Schedule and Other Data
We have figured out the geodata. Now I’ll tell you about the rest: the schedule and various details about routes and stations.
The starting point is the schedule on the main website. It does not contain intermediate stations, but it does have all current routes and times at the terminal stations. It is regularly updated. I check this schedule every hour with a custom parser and compare it with its local copy. When changes occur, a bot in Telegram notifies me about them. Something like this:
I store all route information, amusingly enough, in an Excel spreadsheet. On the first sheet are all the routes with their attributes, and on the others - the schedule for each train. I started this project on a whim and without any particular plans, everything was done manually, so Excel was a convenient option.
So, changes in the schedule on the site. I simply mark a removed route as such in the table. A changed one is more complicated, as I need to find out the new schedule for each station along the way.
Adding a new route to the table is not enough. It must first be committed to OSM so that I can render it on the map. After that, I also need to find a list of all stations and their arrival times.

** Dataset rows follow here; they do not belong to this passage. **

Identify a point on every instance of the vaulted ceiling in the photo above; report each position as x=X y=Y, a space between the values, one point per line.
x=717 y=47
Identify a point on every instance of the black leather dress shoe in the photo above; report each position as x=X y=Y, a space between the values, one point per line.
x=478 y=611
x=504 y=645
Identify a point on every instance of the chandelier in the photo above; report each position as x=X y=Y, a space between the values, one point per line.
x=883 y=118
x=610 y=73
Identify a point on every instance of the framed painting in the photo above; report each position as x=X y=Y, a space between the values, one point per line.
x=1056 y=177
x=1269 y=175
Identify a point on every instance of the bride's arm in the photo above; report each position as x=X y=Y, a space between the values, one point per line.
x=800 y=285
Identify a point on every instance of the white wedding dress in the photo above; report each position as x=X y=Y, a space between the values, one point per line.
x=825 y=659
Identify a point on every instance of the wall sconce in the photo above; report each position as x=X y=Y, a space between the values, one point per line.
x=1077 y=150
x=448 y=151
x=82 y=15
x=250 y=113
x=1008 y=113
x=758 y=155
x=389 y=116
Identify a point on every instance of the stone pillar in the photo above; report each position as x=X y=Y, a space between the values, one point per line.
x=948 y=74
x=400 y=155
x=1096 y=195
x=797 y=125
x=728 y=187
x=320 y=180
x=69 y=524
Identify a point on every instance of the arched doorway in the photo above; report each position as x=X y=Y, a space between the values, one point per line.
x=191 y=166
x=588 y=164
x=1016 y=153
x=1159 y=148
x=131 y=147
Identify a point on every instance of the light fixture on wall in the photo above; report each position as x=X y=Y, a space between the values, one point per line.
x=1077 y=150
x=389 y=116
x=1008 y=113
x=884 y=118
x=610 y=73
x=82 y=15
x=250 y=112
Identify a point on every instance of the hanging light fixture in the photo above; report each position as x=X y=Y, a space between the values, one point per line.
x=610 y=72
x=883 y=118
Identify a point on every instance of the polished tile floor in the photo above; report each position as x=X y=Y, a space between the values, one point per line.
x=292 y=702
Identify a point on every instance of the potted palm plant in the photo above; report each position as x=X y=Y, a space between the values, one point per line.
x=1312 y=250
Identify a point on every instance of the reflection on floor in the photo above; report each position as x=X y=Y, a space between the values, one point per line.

Tickets for some trains are sold online, so I can parse the schedule for them. For some others, the schedule sometimes appears on a new site. Indeed, sometimes - at the time of writing this post, for example, there is no data at all. Photos of sheets from station ticket offices, city chats, rare posts by bloggers also help, but all this is unreliable and short-lived material.
I mainly took the types of trains and carriages from railgallery.ru, a great site. Prices - in an inconvenient table on the GR website. There are also descriptions for several stations. For example, Kutaisi-1. I write them myself, of course.
In general, at the core of everything is a table, the data for which is painstakingly collected manually. Several Python scripts convert it into a series of JSONs for the site. The site is hosted on Github Pages, which means it has no backend. The static content is generated using Hugo when deploying the repository.